Department of Ophthalmology, Yeungnam University College of Medicine, Daegu, South Korea.
Nune Eye Hospital, Daegu, South Korea.
Transl Vis Sci Technol. 2022 Feb 1;11(2):39. doi: 10.1167/tvst.11.2.39.
To develop an automated diabetic retinopathy (DR) staging system using optical coherence tomography angiography (OCTA) images with a convolutional neural network (CNN) and to verify the feasibility of the system.
In this retrospective cross-sectional study, a total of 918 data sets of 3 × 3 mm2 OCTA images and 917 data sets of 6 × 6 mm2 OCTA images were obtained from 1118 eyes. A deep CNN and four traditional machine learning models were trained with annotations made by a retinal specialist based on ultra-widefield fluorescein angiography. Separately, the same images of the test data sets were independently graded by two human experts. The results of the CNN algorithm were compared with those of traditional machine learning-based classifiers and human experts.

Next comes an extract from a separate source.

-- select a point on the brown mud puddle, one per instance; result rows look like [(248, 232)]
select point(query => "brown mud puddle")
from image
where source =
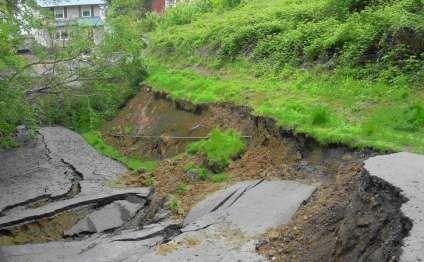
[(351, 217)]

The proposed CNN achieved an accuracy of 0.728, a sensitivity of 0.675, a specificity of 0.944, an F1 score of 0.683, and a quadratic weighted κ of 0.908 for a six-level staging task, which were far superior to the results of traditional machine learning methods or human experts. The CNN algorithm showed a better performance using 6 × 6 mm2 rather than 3 × 3 mm2 sized OCTA images and using combined data rather than a separate OCTA layer alone.
CNN-based classification using OCTA images can provide reliable assistance to clinicians for DR classification.
This CNN algorithm can guide the clinical decision for invasive angiography or referrals to ophthalmology specialists, helping to create more efficient diagnostic workflow in primary care settings.
使用卷积神经网络(CNN)开发一种基于光相干断层扫描血管造影(OCTA)图像的自动化糖尿病视网膜病变(DR)分期系统,并验证该系统的可行性。
在这项回顾性的横断面研究中,共获得了 1118 只眼中的 918 个 3×3mm²OCTA 图像数据集和 917 个 6×6mm²OCTA 图像数据集。基于超广角荧光素血管造影,由一名视网膜专家对 OCTA 图像进行注释,利用深度 CNN 和四种传统机器学习模型对这些数据进行训练。然后,使用两个独立的人类专家对测试数据集的相同图像进行独立分级。将 CNN 算法的结果与传统基于机器学习的分类器和人类专家的结果进行比较。
提出的 CNN 算法在六级分期任务中的准确率为 0.728,灵敏度为 0.675,特异性为 0.944,F1 得分为 0.683,二次加权κ值为 0.908,远优于传统机器学习方法或人类专家的结果。与使用 3×3mm²大小的 OCTA 图像或单独 OCTA 层相比,使用 6×6mm²大小的 OCTA 图像和使用组合数据的 CNN 算法具有更好的性能。
基于 OCTA 图像的 CNN 分类可以为 DR 分类提供可靠的临床辅助。
马萨诸塞州眼耳医院,波士顿,美国。